La nouvelle loi, qui attend encore ses arrêtés royaux d'exécution, entrera en vigueur le premier octobre prochain. Que prévoit-elle ? "Elle s'articule en deux volets, la détection et la répression", synthétise encore Philippe Péters. "D'une part, on considère maintenant les faits comme une infraction selon les critères du droit civil, à condition évidemment que l'intention frauduleuse soit établie. Avec des peines harmonisées, et bien plus lourdes qu'auparavant". Ceci simplifie évidemment la procédure pour les parties lésées. Comment ça marche ? Pratiquement, les entreprises sont appelées à jouer un rôle actif dans la détection de ces fraudes. "Elles doivent attirer l'attention des autorités sur les délits, notamment en rentrant un formulaire (à l'administration des Douanes) descriptif des biens et des marques dont elles sont titulaires des droits, et à propos desquelles elles notent des contrefaçons régulières. Les autorités compétentes, Douanes, Affaires économiques et fisc, disposent alors d'un outil permettant de détecter les marchandises contrefaites. Ensuite, soit ces administrations pourront imposer une transaction permettant une indemnisation des victimes, soit elles transmettront un dossier argumenté au Parquet. Ce sera alors au juge de statuer."

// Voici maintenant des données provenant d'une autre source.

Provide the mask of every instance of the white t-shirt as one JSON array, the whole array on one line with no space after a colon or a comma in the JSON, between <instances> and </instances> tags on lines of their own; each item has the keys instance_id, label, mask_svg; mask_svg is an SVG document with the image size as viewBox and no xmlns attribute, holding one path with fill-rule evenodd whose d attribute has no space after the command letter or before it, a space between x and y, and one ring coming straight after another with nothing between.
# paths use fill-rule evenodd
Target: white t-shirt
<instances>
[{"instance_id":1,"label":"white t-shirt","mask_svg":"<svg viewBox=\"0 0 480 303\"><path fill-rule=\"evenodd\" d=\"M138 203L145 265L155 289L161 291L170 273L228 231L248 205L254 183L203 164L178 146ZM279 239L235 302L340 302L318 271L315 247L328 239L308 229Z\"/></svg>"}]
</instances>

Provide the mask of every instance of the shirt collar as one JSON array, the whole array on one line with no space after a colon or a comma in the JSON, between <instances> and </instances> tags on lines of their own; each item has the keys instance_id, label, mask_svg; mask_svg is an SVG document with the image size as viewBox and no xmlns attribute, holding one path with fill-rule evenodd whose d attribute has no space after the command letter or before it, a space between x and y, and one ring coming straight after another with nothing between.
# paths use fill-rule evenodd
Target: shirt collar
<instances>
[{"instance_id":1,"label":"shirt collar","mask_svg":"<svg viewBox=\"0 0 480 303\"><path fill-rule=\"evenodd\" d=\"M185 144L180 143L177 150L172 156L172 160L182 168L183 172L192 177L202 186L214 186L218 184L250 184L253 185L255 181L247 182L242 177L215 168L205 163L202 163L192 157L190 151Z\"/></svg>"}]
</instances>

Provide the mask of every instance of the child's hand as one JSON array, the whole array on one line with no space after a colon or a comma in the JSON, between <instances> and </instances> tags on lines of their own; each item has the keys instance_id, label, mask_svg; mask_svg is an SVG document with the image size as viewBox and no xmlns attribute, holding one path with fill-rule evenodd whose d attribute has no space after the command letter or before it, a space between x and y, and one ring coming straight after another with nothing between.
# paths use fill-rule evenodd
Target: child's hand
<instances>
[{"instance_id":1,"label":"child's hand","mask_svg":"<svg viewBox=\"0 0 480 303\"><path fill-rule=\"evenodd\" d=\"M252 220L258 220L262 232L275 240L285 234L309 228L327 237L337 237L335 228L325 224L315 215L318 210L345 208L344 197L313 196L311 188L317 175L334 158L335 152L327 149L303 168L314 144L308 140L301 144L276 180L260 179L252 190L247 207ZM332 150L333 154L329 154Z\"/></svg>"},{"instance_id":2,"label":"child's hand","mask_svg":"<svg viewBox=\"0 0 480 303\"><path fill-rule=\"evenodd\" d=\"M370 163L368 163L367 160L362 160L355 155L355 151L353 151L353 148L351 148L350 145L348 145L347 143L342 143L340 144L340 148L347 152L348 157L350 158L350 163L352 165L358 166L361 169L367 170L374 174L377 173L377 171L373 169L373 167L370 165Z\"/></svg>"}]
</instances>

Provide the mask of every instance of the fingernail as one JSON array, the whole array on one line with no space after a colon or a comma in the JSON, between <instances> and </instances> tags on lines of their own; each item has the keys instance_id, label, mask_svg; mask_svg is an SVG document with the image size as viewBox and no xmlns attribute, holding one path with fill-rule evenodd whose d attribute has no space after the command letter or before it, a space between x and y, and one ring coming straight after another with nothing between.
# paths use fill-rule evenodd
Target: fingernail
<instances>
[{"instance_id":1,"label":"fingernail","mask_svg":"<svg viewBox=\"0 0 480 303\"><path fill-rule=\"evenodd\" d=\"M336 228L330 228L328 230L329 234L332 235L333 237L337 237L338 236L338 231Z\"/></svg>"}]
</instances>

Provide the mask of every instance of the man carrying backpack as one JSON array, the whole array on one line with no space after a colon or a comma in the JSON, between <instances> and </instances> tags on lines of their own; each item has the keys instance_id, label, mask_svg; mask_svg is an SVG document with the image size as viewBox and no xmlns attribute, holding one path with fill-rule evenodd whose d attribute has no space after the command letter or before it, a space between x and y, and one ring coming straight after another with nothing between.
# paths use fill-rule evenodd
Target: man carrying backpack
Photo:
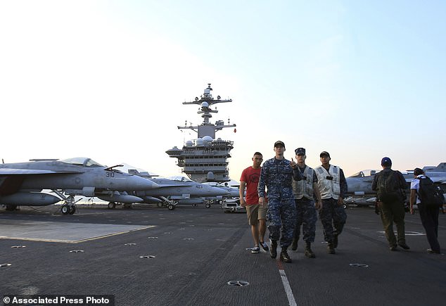
<instances>
[{"instance_id":1,"label":"man carrying backpack","mask_svg":"<svg viewBox=\"0 0 446 306\"><path fill-rule=\"evenodd\" d=\"M406 180L399 171L394 171L392 160L389 158L381 160L383 171L374 177L371 189L376 191L376 204L381 212L386 237L390 250L397 250L397 238L393 233L393 222L397 226L397 245L404 250L410 248L406 244L404 234L404 190Z\"/></svg>"},{"instance_id":2,"label":"man carrying backpack","mask_svg":"<svg viewBox=\"0 0 446 306\"><path fill-rule=\"evenodd\" d=\"M418 211L428 242L431 248L428 253L440 254L440 243L438 243L438 214L440 212L439 200L435 198L436 190L431 179L424 175L424 172L420 168L415 168L414 177L410 184L410 213L414 214L414 204L416 201ZM443 197L442 194L439 194ZM441 199L442 202L444 200ZM436 203L438 202L438 203Z\"/></svg>"}]
</instances>

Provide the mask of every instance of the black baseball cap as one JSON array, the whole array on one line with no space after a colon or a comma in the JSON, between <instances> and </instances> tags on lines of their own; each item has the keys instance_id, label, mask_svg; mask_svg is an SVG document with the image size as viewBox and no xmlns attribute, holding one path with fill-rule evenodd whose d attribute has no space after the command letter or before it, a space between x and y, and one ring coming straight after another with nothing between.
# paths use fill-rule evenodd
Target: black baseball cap
<instances>
[{"instance_id":1,"label":"black baseball cap","mask_svg":"<svg viewBox=\"0 0 446 306\"><path fill-rule=\"evenodd\" d=\"M283 148L285 148L285 144L283 144L283 141L278 140L277 141L274 142L274 148L276 148L278 146L283 146Z\"/></svg>"},{"instance_id":2,"label":"black baseball cap","mask_svg":"<svg viewBox=\"0 0 446 306\"><path fill-rule=\"evenodd\" d=\"M321 154L319 154L319 157L322 157L322 156L328 156L330 157L330 153L329 153L327 151L323 151L322 152L321 152Z\"/></svg>"},{"instance_id":3,"label":"black baseball cap","mask_svg":"<svg viewBox=\"0 0 446 306\"><path fill-rule=\"evenodd\" d=\"M392 160L390 160L389 158L383 158L383 159L381 160L381 166L391 167Z\"/></svg>"},{"instance_id":4,"label":"black baseball cap","mask_svg":"<svg viewBox=\"0 0 446 306\"><path fill-rule=\"evenodd\" d=\"M294 153L295 155L303 154L305 155L305 148L298 148L294 150Z\"/></svg>"}]
</instances>

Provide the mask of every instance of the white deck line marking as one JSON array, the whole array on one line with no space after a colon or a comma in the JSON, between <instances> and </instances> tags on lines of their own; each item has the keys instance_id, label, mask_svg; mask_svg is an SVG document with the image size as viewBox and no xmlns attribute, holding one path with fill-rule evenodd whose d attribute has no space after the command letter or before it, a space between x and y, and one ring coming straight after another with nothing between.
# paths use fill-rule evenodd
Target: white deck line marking
<instances>
[{"instance_id":1,"label":"white deck line marking","mask_svg":"<svg viewBox=\"0 0 446 306\"><path fill-rule=\"evenodd\" d=\"M285 288L285 293L286 293L290 306L297 306L294 295L293 295L293 291L290 286L290 283L288 281L288 278L285 274L285 270L279 269L279 273L280 274L281 279L282 279L282 283L283 283L283 288Z\"/></svg>"}]
</instances>

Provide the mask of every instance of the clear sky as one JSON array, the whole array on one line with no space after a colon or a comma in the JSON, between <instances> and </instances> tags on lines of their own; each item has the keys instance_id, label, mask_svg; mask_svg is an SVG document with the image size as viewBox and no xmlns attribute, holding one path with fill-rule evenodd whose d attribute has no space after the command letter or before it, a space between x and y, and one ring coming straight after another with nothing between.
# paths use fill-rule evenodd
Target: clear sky
<instances>
[{"instance_id":1,"label":"clear sky","mask_svg":"<svg viewBox=\"0 0 446 306\"><path fill-rule=\"evenodd\" d=\"M346 175L446 162L446 1L0 1L0 158L85 156L178 175L212 83L237 125L229 174L255 151L322 151Z\"/></svg>"}]
</instances>

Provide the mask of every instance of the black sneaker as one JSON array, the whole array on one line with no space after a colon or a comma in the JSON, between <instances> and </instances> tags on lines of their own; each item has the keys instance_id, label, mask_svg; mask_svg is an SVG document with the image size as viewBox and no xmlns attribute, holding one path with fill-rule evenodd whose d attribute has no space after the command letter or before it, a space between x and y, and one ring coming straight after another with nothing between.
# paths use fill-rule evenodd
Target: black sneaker
<instances>
[{"instance_id":1,"label":"black sneaker","mask_svg":"<svg viewBox=\"0 0 446 306\"><path fill-rule=\"evenodd\" d=\"M308 258L316 257L316 255L311 249L311 244L310 243L307 243L307 246L305 246L305 256L307 256Z\"/></svg>"},{"instance_id":2,"label":"black sneaker","mask_svg":"<svg viewBox=\"0 0 446 306\"><path fill-rule=\"evenodd\" d=\"M251 253L253 254L258 254L259 252L260 252L260 248L259 248L257 246L255 246L251 249Z\"/></svg>"},{"instance_id":3,"label":"black sneaker","mask_svg":"<svg viewBox=\"0 0 446 306\"><path fill-rule=\"evenodd\" d=\"M407 246L406 243L398 243L398 246L400 246L401 248L404 248L404 250L410 250L410 248L409 248L409 246Z\"/></svg>"},{"instance_id":4,"label":"black sneaker","mask_svg":"<svg viewBox=\"0 0 446 306\"><path fill-rule=\"evenodd\" d=\"M286 249L283 248L282 251L280 253L280 261L286 262L288 264L293 262L291 260L291 258L290 257L290 255L288 255L288 252L286 251Z\"/></svg>"},{"instance_id":5,"label":"black sneaker","mask_svg":"<svg viewBox=\"0 0 446 306\"><path fill-rule=\"evenodd\" d=\"M299 240L298 238L293 238L293 243L291 243L291 250L296 250L298 249L298 240Z\"/></svg>"},{"instance_id":6,"label":"black sneaker","mask_svg":"<svg viewBox=\"0 0 446 306\"><path fill-rule=\"evenodd\" d=\"M440 254L439 250L432 250L431 248L428 248L427 251L429 254Z\"/></svg>"},{"instance_id":7,"label":"black sneaker","mask_svg":"<svg viewBox=\"0 0 446 306\"><path fill-rule=\"evenodd\" d=\"M275 240L271 241L271 248L269 248L269 255L271 258L276 258L277 257L277 241Z\"/></svg>"},{"instance_id":8,"label":"black sneaker","mask_svg":"<svg viewBox=\"0 0 446 306\"><path fill-rule=\"evenodd\" d=\"M269 248L268 248L268 245L265 241L260 241L260 246L262 247L263 250L266 250L267 252L269 250Z\"/></svg>"},{"instance_id":9,"label":"black sneaker","mask_svg":"<svg viewBox=\"0 0 446 306\"><path fill-rule=\"evenodd\" d=\"M335 234L334 238L333 239L333 247L334 248L338 248L338 234Z\"/></svg>"},{"instance_id":10,"label":"black sneaker","mask_svg":"<svg viewBox=\"0 0 446 306\"><path fill-rule=\"evenodd\" d=\"M336 254L336 251L334 250L334 248L333 247L332 243L329 243L329 246L327 246L327 250L329 251L329 254Z\"/></svg>"}]
</instances>

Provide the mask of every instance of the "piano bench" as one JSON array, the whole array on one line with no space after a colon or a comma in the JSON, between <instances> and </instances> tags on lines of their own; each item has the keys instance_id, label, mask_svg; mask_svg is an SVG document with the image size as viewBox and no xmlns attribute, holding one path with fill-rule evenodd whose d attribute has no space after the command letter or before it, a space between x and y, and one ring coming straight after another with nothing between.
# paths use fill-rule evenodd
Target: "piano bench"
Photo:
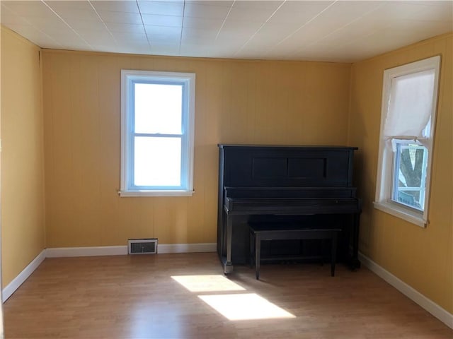
<instances>
[{"instance_id":1,"label":"piano bench","mask_svg":"<svg viewBox=\"0 0 453 339\"><path fill-rule=\"evenodd\" d=\"M296 227L294 225L285 226L280 224L256 225L250 226L250 254L251 261L255 257L256 279L260 279L260 261L262 240L288 240L288 239L324 239L331 240L331 275L335 275L335 263L336 262L337 240L339 228L311 229ZM254 245L254 246L253 246ZM254 256L252 248L255 249Z\"/></svg>"}]
</instances>

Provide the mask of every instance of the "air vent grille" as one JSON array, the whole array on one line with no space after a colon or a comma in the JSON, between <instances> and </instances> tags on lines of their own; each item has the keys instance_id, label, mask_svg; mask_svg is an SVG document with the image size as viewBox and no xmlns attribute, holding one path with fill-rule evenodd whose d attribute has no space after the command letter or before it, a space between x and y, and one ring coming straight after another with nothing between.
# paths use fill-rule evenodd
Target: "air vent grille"
<instances>
[{"instance_id":1,"label":"air vent grille","mask_svg":"<svg viewBox=\"0 0 453 339\"><path fill-rule=\"evenodd\" d=\"M130 239L129 254L151 254L157 253L157 239Z\"/></svg>"}]
</instances>

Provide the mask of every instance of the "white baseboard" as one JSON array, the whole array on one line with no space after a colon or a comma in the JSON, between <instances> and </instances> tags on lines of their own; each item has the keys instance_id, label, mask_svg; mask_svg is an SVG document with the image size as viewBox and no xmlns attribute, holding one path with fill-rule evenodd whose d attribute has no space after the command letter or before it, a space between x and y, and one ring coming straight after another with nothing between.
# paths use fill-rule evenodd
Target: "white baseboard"
<instances>
[{"instance_id":1,"label":"white baseboard","mask_svg":"<svg viewBox=\"0 0 453 339\"><path fill-rule=\"evenodd\" d=\"M39 266L46 258L46 251L43 249L19 275L8 284L1 291L1 300L5 302L16 290L31 275L38 266Z\"/></svg>"},{"instance_id":2,"label":"white baseboard","mask_svg":"<svg viewBox=\"0 0 453 339\"><path fill-rule=\"evenodd\" d=\"M359 259L369 270L389 282L391 285L403 293L413 302L415 302L434 316L440 320L450 328L453 328L453 314L425 297L420 292L409 286L384 268L379 266L369 258L359 253Z\"/></svg>"},{"instance_id":3,"label":"white baseboard","mask_svg":"<svg viewBox=\"0 0 453 339\"><path fill-rule=\"evenodd\" d=\"M159 244L157 245L157 253L196 253L215 252L217 244L213 243L204 244Z\"/></svg>"},{"instance_id":4,"label":"white baseboard","mask_svg":"<svg viewBox=\"0 0 453 339\"><path fill-rule=\"evenodd\" d=\"M158 245L157 249L158 253L161 254L215 252L217 251L217 244L162 244ZM46 258L124 255L127 255L127 246L59 247L43 249L13 281L2 290L2 301L5 302Z\"/></svg>"},{"instance_id":5,"label":"white baseboard","mask_svg":"<svg viewBox=\"0 0 453 339\"><path fill-rule=\"evenodd\" d=\"M100 246L91 247L55 247L46 249L46 258L69 256L124 256L127 246Z\"/></svg>"},{"instance_id":6,"label":"white baseboard","mask_svg":"<svg viewBox=\"0 0 453 339\"><path fill-rule=\"evenodd\" d=\"M205 244L159 244L157 253L215 252L216 243ZM67 256L124 256L127 246L103 246L98 247L59 247L46 250L46 258Z\"/></svg>"}]
</instances>

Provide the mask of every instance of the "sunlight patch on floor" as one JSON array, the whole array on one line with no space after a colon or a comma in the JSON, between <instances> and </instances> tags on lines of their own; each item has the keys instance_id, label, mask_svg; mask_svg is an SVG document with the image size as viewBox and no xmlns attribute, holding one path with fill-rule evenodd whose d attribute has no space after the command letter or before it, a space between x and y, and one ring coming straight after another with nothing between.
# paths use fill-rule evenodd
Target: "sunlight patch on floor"
<instances>
[{"instance_id":1,"label":"sunlight patch on floor","mask_svg":"<svg viewBox=\"0 0 453 339\"><path fill-rule=\"evenodd\" d=\"M190 292L243 291L245 289L223 275L173 275L173 279Z\"/></svg>"},{"instance_id":2,"label":"sunlight patch on floor","mask_svg":"<svg viewBox=\"0 0 453 339\"><path fill-rule=\"evenodd\" d=\"M229 320L296 317L256 293L199 295L198 297Z\"/></svg>"}]
</instances>

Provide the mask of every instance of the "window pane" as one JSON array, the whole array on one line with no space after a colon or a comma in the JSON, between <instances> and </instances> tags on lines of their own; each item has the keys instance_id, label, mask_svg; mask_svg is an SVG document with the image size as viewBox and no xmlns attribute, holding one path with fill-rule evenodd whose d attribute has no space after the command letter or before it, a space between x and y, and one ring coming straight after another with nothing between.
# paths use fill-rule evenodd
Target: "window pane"
<instances>
[{"instance_id":1,"label":"window pane","mask_svg":"<svg viewBox=\"0 0 453 339\"><path fill-rule=\"evenodd\" d=\"M392 199L423 210L428 150L420 144L398 144Z\"/></svg>"},{"instance_id":2,"label":"window pane","mask_svg":"<svg viewBox=\"0 0 453 339\"><path fill-rule=\"evenodd\" d=\"M135 133L180 134L183 85L135 83Z\"/></svg>"},{"instance_id":3,"label":"window pane","mask_svg":"<svg viewBox=\"0 0 453 339\"><path fill-rule=\"evenodd\" d=\"M134 184L180 186L180 138L134 138Z\"/></svg>"}]
</instances>

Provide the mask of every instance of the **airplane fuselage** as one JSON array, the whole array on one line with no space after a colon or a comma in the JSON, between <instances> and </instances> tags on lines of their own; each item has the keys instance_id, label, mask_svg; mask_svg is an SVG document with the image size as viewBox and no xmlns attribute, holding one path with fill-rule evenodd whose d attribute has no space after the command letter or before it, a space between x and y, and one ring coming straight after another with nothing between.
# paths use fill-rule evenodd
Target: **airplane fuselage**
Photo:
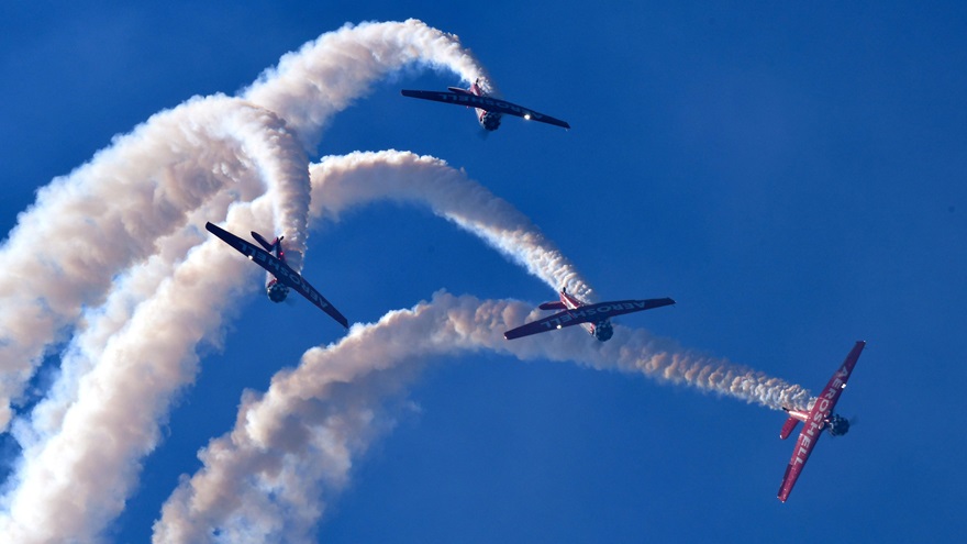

Selon les avocats de NautaDutilh, les autorités pourront entamer des poursuites sur une simple plainte, et donc sans frais pour les parties lésées.

Quid de la protection des droits intellectuels portant sur une production littéraire ou journalistique ou artistique, par exemple ? "Ici aussi, la loi permettra aux plaignants de bénéficier d'un cadre légal plus clair, d'autant que ces droits d'auteurs sont acquis automatiquement, sans formalités."

Une loi qui doit donc encore entrer en pratique pour faire ses preuves. En sachant qu'en Belgique, la Douane a saisi plus de 20 millions d'articles piratés en 2004.